There are actually many places where you can grow potatoes and raised garden beds are just one of them. Raised beds are growing in popularity as they allow you to not have to bend over or squat down as you garden, which is much healthier for your back.
If you can, plant potatoes in a raised garden bed that doesn’t have a floor to it. This means that there are four solid sides but the underneath is open to the rest of the ground, which will give potato plants more room for their roots.
How to grow potatoes in raised beds
Select a variety
Even though you may have some old potatoes in your fridge that could technically be planted, it is much better to use local varieties of potatoes. The ones you get from a grocery store could come from anywhere, which means they won’t thrive as much as local potatoes.
There are many different types of potatoes you can use but we suggest going for smaller potatoes, especially if you have limited space in your garden bed. This way you can have more plants and not worry about compacted growing conditions.
Another element to consider is when you want to harvest your potatoes. You can choose from early varieties, which you can harvest in mid-summer, or late varieties, which you can harvest in the fall. Early varieties need to be eaten soon after you harvest while later varieties are better for storage.
Ensure the right growing conditions
Potato plants require full sun, so ensure your raised garden bed is in a location that isn’t blocked by trees or your house. Aim for at least six hours of sunlight.
As for the soil, start with nutrient-rich dirt. You can add in compost to help it get going, as well as bone meal, which is rich in calcium.
Proper drainage is important so when you build your raised garden bed, add a layer of gravel to the bottom and then add in quality topsoil.
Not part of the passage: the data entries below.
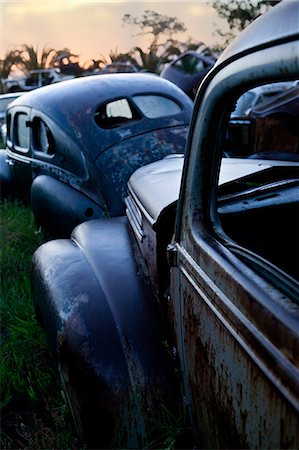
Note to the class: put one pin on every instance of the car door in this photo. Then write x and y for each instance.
(19, 149)
(233, 285)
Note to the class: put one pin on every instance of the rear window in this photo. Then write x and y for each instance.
(190, 64)
(116, 113)
(21, 131)
(154, 106)
(43, 140)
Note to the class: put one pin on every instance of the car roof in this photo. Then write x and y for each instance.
(281, 22)
(72, 106)
(98, 89)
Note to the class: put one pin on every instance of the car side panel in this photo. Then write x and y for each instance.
(98, 309)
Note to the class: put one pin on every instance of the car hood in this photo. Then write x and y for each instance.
(157, 185)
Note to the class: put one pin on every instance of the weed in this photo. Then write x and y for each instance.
(33, 411)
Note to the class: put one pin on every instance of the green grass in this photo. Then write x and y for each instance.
(33, 411)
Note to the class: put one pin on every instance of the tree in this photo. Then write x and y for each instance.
(28, 57)
(239, 13)
(11, 59)
(160, 29)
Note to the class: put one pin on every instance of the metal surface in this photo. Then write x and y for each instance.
(106, 331)
(68, 140)
(236, 312)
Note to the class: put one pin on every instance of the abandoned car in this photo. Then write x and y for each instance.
(188, 70)
(72, 146)
(202, 272)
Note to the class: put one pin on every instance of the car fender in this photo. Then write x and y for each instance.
(106, 329)
(59, 207)
(6, 176)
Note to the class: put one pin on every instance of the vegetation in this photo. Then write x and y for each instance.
(239, 13)
(34, 413)
(160, 31)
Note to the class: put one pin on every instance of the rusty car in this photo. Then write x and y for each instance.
(72, 146)
(183, 315)
(188, 70)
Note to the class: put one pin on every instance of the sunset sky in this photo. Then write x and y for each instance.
(90, 28)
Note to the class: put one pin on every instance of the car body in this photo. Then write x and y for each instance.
(252, 132)
(259, 95)
(34, 79)
(119, 67)
(72, 146)
(5, 100)
(188, 69)
(212, 242)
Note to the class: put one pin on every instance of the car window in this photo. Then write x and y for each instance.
(258, 207)
(116, 113)
(21, 131)
(154, 106)
(43, 140)
(4, 103)
(190, 64)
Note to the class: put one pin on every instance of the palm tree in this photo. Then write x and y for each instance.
(11, 59)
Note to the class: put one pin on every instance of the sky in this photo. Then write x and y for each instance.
(91, 28)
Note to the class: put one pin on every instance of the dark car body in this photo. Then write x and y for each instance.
(72, 146)
(212, 243)
(188, 69)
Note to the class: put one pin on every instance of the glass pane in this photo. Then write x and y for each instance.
(259, 179)
(119, 108)
(22, 131)
(153, 106)
(43, 139)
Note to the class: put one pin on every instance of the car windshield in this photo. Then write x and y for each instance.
(270, 128)
(4, 103)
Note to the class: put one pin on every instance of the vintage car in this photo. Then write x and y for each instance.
(254, 134)
(5, 100)
(72, 146)
(188, 305)
(188, 69)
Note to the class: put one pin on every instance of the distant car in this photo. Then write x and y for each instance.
(258, 113)
(72, 146)
(259, 95)
(5, 100)
(35, 79)
(187, 70)
(119, 67)
(209, 249)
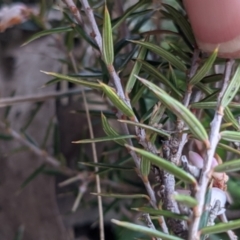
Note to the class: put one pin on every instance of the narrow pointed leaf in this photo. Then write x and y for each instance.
(104, 139)
(206, 67)
(108, 52)
(117, 101)
(231, 136)
(110, 131)
(204, 105)
(186, 200)
(164, 164)
(145, 230)
(145, 167)
(32, 176)
(180, 110)
(136, 69)
(232, 88)
(119, 195)
(128, 13)
(182, 22)
(74, 80)
(228, 148)
(141, 125)
(164, 54)
(229, 166)
(221, 227)
(104, 165)
(159, 76)
(163, 213)
(228, 117)
(48, 32)
(83, 35)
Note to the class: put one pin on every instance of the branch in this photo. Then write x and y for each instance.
(39, 152)
(117, 82)
(4, 102)
(213, 139)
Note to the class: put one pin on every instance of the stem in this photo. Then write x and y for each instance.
(119, 88)
(9, 101)
(94, 151)
(39, 152)
(206, 173)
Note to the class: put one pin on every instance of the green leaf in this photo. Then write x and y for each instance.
(205, 214)
(221, 227)
(228, 117)
(229, 166)
(136, 69)
(206, 67)
(128, 13)
(123, 196)
(159, 76)
(231, 136)
(164, 164)
(48, 32)
(182, 22)
(204, 105)
(228, 148)
(180, 110)
(232, 88)
(163, 213)
(104, 139)
(145, 230)
(108, 52)
(110, 131)
(104, 165)
(83, 35)
(153, 129)
(117, 101)
(71, 79)
(186, 200)
(145, 167)
(164, 54)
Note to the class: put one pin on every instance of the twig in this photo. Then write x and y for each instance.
(96, 33)
(231, 234)
(39, 152)
(4, 102)
(213, 139)
(94, 151)
(117, 82)
(180, 125)
(149, 222)
(73, 8)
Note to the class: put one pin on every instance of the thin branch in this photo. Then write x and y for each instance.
(4, 102)
(39, 152)
(96, 33)
(94, 151)
(149, 222)
(186, 101)
(213, 139)
(231, 234)
(117, 82)
(74, 10)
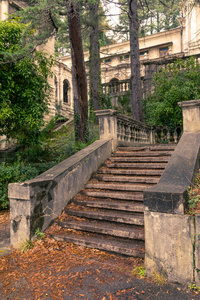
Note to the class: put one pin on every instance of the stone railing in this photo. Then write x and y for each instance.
(116, 87)
(165, 135)
(115, 126)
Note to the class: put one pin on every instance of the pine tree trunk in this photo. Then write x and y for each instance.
(78, 74)
(136, 91)
(94, 57)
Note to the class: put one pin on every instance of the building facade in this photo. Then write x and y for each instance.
(61, 83)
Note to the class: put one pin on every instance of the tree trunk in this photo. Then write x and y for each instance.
(136, 91)
(95, 86)
(79, 74)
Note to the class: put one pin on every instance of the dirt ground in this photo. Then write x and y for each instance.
(53, 270)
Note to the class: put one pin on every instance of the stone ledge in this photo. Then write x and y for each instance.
(169, 195)
(37, 202)
(169, 246)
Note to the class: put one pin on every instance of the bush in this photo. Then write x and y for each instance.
(24, 86)
(9, 173)
(180, 81)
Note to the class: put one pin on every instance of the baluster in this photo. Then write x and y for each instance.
(175, 136)
(168, 135)
(128, 132)
(118, 130)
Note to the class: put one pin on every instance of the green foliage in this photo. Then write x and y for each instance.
(105, 101)
(53, 147)
(24, 86)
(193, 287)
(25, 246)
(124, 105)
(157, 16)
(16, 172)
(180, 81)
(139, 271)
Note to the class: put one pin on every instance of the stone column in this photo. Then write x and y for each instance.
(169, 232)
(191, 115)
(107, 123)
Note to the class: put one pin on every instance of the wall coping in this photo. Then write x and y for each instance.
(169, 194)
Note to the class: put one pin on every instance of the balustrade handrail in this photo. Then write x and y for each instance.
(114, 125)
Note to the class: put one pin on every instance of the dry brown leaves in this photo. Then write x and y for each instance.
(48, 270)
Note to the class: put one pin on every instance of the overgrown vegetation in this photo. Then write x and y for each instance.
(193, 202)
(180, 81)
(24, 87)
(52, 148)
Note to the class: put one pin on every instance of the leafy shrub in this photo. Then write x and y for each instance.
(9, 173)
(180, 81)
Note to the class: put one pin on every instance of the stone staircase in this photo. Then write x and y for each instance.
(108, 213)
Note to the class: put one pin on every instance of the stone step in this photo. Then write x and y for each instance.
(114, 205)
(118, 230)
(133, 248)
(107, 215)
(142, 179)
(164, 147)
(159, 159)
(142, 154)
(117, 187)
(136, 165)
(141, 172)
(137, 196)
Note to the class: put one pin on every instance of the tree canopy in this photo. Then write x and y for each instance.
(180, 81)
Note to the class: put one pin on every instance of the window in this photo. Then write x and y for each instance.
(125, 59)
(143, 55)
(164, 51)
(56, 86)
(108, 62)
(65, 91)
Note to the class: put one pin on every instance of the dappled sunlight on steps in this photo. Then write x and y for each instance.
(108, 213)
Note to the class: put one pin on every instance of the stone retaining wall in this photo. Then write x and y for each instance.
(37, 202)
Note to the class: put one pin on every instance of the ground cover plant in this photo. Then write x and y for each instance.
(193, 201)
(52, 147)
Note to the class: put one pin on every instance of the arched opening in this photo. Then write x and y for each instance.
(114, 85)
(56, 87)
(66, 88)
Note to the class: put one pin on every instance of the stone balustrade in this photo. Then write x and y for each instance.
(115, 126)
(116, 87)
(166, 135)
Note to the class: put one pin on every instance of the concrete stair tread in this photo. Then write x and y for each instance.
(164, 147)
(115, 178)
(107, 215)
(133, 248)
(102, 227)
(140, 159)
(142, 172)
(142, 154)
(138, 165)
(115, 205)
(137, 196)
(117, 186)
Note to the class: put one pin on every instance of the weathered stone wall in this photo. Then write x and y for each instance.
(172, 237)
(169, 246)
(35, 203)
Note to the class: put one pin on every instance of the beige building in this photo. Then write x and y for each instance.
(115, 59)
(61, 83)
(181, 41)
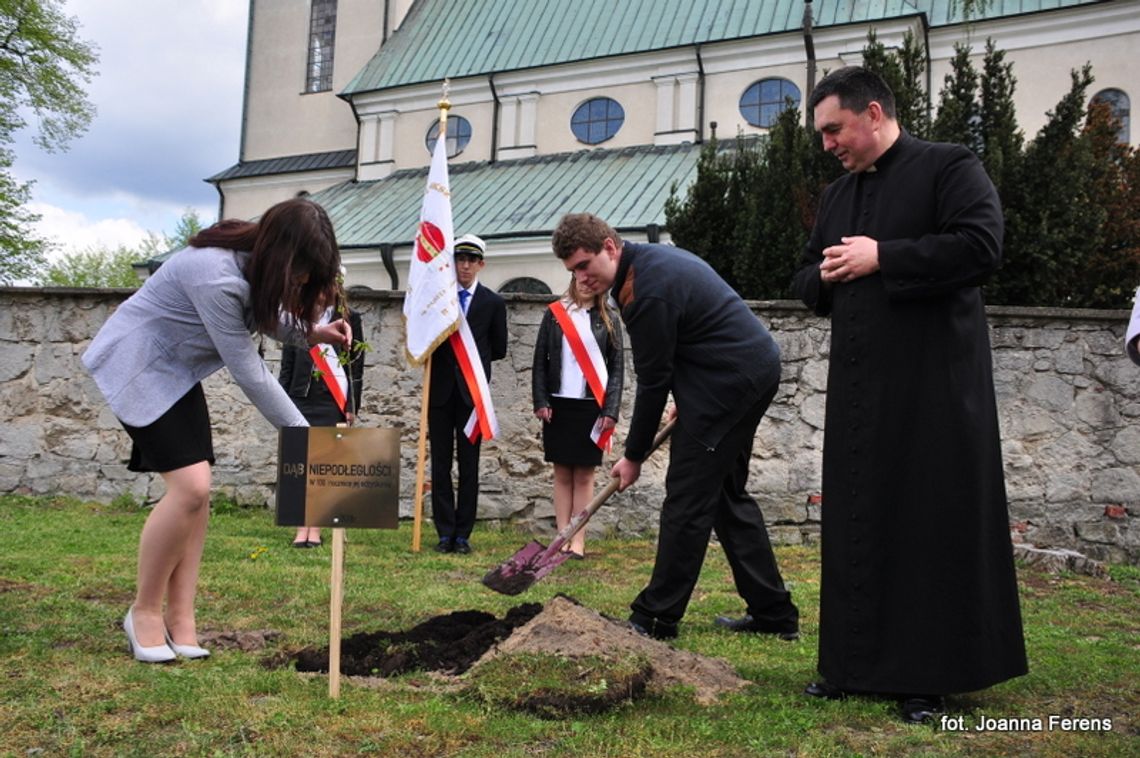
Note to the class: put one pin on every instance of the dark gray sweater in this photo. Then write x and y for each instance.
(690, 334)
You don’t want large clumps of soil or clay in your garden.
Prep the potatoes
Once you have your potatoes, you want to prepare them for planting. You don’t want to simply plant the entire potato as this is a waste.
Instead, leave the seedling potatoes in a warm place so they will sprout eyes. You can then cut the potatoes up, as long as there are two eye sprouts on each piece.
The hilling process
Potatoes need to be planted with a hilling process. This is when you bury the potatoes under the soil and then, as they grow, place more soil on top of them.
To achieve this in a raised bed, you will need to move some of the soil around. Dig up the area where you want to plant your potatoes and store this soil for future use in a large container so that you can add it to the potatoes as they grow.
Plant the potatoes in the indented area. After at least a month, the potatoes will start to grow. When the plants are 6 to 8 inches high, add more soil around the plants, covering them so just the top 2 inches are visible.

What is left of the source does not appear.